The Yamaha APX600 (rolls right off the tongue) is a thinline acoustic guitar with a built-in pickup system that has three bands, including a sweepable midrange.  It sells for around $330 (as of February 2023) and it’s a killer value.  It’s wonderful for some situations and a bad choice for others.  So who is this guitar for?  Here’s the type of person this guitar was made for:

  • You want to spend around $300
  • You need something with a good sounding pickup system
  • You’re used to playing electric and want a skinny body and neck
  • You like a shorter scale length
  • You want something that looks good and is from a good brand
  • You’ll be gigging live with this and want an acoustic guitar that doesn’t feed back
  • You don’t care that it doesn’t sound great acoustically – it’s mostly for gigging
  • You want strap buttons that are already on the guitar
  • You want a built in tuner

That’s this guitar.  It sounds remarkable through a PA – much better sounding than I would have thought for the money.  Keep in mind that a good acoustic guitar pickup system might run you $200 alone.  If you are the above type of player, there are two or three options, and I think this one is the best.

Let’s do the thing.

The Good

On stage, you walk up to the mic with your Yamaha APX600 guitar.  You start playing and singing, and it sounds great.  The action is low and makes the guitar easy to play, the neck feels like an electric, and everyone assumes that your Yamaha guitar is expensive.  But you know it isn’t.  You got it for $330, and that’s a steal.

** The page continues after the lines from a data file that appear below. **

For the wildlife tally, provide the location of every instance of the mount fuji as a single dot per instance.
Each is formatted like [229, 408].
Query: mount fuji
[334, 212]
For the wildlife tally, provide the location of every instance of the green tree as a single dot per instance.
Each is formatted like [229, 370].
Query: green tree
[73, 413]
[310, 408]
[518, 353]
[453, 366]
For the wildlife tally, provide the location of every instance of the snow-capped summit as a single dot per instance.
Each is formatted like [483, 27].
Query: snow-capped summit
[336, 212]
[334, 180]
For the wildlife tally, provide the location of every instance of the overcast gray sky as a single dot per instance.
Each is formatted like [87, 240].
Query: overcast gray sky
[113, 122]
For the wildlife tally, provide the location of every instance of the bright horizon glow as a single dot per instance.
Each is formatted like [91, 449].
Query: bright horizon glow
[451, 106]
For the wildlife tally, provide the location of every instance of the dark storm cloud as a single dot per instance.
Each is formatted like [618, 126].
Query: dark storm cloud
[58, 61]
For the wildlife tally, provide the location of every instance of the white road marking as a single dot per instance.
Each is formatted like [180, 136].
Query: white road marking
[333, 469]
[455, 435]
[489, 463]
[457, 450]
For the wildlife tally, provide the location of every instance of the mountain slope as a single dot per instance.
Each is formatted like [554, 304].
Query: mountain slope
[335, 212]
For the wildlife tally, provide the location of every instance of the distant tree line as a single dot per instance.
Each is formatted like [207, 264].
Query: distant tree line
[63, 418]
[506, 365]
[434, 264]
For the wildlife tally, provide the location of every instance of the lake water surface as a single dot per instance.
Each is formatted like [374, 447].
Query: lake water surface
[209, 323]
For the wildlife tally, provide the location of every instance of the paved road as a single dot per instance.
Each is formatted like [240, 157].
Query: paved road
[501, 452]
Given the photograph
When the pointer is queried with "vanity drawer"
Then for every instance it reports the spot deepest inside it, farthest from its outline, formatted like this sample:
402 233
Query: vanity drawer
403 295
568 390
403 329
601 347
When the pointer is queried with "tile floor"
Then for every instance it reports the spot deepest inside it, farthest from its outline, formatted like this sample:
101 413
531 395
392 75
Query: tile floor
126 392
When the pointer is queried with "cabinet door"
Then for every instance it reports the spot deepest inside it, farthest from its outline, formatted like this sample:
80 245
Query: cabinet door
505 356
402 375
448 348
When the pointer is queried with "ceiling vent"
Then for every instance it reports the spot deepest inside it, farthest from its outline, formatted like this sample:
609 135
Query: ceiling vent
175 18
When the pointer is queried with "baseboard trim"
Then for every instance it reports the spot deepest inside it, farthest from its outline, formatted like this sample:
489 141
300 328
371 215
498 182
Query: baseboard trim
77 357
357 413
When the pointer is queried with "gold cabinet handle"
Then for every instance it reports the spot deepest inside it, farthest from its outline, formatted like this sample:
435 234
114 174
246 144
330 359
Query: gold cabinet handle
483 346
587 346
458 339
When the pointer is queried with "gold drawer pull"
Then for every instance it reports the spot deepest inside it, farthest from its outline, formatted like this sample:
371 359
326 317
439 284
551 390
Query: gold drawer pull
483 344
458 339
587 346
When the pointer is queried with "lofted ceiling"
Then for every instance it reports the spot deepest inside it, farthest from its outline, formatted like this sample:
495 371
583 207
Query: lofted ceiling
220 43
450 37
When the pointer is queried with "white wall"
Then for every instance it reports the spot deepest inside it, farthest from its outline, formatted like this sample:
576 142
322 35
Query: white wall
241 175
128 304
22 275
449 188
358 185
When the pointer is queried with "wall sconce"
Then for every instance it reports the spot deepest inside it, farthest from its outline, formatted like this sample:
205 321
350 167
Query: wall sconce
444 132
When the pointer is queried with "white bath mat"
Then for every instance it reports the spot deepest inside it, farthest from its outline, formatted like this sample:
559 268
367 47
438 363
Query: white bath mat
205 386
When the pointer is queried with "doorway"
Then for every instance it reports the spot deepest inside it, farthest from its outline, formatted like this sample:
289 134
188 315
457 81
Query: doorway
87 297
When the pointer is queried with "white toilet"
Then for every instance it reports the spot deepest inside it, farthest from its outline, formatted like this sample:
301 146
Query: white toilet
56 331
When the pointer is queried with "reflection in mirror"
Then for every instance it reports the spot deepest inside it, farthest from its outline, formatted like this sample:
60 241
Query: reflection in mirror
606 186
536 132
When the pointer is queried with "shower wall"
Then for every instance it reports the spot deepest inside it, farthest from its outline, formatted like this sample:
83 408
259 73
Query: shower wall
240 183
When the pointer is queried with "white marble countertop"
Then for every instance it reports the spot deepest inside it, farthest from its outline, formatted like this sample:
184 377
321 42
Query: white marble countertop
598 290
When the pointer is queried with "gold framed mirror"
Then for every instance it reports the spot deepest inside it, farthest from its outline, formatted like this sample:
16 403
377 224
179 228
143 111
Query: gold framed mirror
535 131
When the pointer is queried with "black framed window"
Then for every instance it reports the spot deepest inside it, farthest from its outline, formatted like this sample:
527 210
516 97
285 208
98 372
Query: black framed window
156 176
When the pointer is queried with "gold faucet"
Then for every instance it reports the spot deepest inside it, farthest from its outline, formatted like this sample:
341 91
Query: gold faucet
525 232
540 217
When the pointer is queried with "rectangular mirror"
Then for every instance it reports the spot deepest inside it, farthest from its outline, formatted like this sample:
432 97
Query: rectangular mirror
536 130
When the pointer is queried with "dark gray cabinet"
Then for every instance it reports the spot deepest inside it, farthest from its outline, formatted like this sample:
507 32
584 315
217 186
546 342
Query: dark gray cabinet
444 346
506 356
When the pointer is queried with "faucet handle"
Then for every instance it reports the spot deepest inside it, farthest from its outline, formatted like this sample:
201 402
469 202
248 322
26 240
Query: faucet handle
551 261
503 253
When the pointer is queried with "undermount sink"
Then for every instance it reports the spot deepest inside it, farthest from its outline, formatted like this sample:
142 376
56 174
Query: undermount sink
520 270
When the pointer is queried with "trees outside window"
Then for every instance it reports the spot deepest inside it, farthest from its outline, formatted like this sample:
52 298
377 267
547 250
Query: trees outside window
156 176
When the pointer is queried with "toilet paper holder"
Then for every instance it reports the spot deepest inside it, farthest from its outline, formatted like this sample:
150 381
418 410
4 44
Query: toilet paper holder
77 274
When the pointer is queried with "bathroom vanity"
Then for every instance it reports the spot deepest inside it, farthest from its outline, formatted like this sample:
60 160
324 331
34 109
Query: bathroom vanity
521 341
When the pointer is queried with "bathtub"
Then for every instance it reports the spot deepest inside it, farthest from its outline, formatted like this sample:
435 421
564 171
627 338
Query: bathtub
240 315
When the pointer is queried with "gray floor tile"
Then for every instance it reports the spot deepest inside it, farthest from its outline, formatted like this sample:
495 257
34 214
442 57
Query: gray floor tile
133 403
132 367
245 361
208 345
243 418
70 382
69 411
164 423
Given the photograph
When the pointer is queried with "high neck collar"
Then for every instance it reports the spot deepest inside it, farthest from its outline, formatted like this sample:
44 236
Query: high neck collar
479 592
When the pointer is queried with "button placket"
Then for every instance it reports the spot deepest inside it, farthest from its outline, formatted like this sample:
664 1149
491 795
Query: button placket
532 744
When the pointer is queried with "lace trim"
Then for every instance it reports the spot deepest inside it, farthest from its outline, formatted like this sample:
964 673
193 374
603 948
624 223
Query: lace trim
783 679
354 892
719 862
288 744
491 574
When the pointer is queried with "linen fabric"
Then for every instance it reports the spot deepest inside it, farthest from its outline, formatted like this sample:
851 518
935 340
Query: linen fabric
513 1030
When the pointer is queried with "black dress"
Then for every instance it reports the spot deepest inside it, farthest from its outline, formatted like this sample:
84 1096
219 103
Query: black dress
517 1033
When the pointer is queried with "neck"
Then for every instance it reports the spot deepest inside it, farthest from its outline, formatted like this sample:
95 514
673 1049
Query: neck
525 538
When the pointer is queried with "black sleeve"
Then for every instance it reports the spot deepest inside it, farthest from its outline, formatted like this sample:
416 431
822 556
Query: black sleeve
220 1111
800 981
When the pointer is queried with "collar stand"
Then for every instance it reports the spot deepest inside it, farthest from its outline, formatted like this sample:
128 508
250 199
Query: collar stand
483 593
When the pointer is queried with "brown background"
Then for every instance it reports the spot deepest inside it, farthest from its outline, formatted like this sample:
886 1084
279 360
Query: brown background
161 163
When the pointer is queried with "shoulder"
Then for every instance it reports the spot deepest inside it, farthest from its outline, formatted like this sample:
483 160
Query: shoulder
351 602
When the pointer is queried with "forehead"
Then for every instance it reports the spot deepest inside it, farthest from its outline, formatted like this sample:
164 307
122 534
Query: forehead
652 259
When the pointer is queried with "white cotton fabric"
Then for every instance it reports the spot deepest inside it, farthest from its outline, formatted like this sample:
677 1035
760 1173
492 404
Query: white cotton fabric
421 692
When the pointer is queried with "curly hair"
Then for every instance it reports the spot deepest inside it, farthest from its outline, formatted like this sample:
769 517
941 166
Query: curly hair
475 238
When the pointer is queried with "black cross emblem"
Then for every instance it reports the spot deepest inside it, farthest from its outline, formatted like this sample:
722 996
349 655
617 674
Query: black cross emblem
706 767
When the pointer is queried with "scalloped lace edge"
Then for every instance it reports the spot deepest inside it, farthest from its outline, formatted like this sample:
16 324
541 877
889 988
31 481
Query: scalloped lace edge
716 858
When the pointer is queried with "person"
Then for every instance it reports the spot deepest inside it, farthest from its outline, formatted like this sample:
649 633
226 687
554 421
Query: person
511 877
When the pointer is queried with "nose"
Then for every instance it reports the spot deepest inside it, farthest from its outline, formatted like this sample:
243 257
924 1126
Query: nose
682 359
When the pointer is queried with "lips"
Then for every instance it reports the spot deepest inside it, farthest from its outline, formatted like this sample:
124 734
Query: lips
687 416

The strap buttons are in a great location, the sweepable midrange EQ means you can fine tune your guitar to sound great on the fly, and the built in tuner is super handy.  Life is good!

The Bad

The tuner doesn’t mute your guitar, so you need to remember to turn down the volume when you tune.  You go to your friend’s house and he pulls out his acoustic and you play along, and you can’t hear what you’re playing, because this thing is NOT a great sounding acoustic guitar.  It makes sound, yes, but it sounds trebly and there’s very little body.  Don’t buy this guitar unless the plan is to play it plugged in.  It’s fine for casual playing around the house, but it’s not loud enough or full enough to compete with a $200 full body guitar.

The Ugly

Here’s the dirty little secret – this guitar ships with high action.  It’s supposed to be easy to play, out of the box, and it isn’t.  You need to remove and sand down the plastic bridge saddle in order to get the strings at a reasonably low height.  If only Yamaha had done that at the factory… but they didn’t.  Yes, you can play it out of the box, but you want lower action.  And if you sand down too far, you ruin the bridge saddle and you need to buy a new one.  Also, the frets are scratchy and need to be polished, the fret ends could use a little more work, and you might find some small cosmetic issues.  Oh, and the nut is plastic.  It’s a lot of guitar for $330, so you shouldn’t be surprised by these things.

Conclusion

I’m working on a video for the YouTube channel, but basically you might want to sand down the bridge saddle, polish the frets, and put new strings on it.  And then you’ll have a killer guitar for the money.  I can’t wait to gig with this thing.  Will I ever replace the nut and saddle?  I don’t know.  It sounds really good as it is through my PA.  I’ll probably just leave it alone.  Depends how bored I get.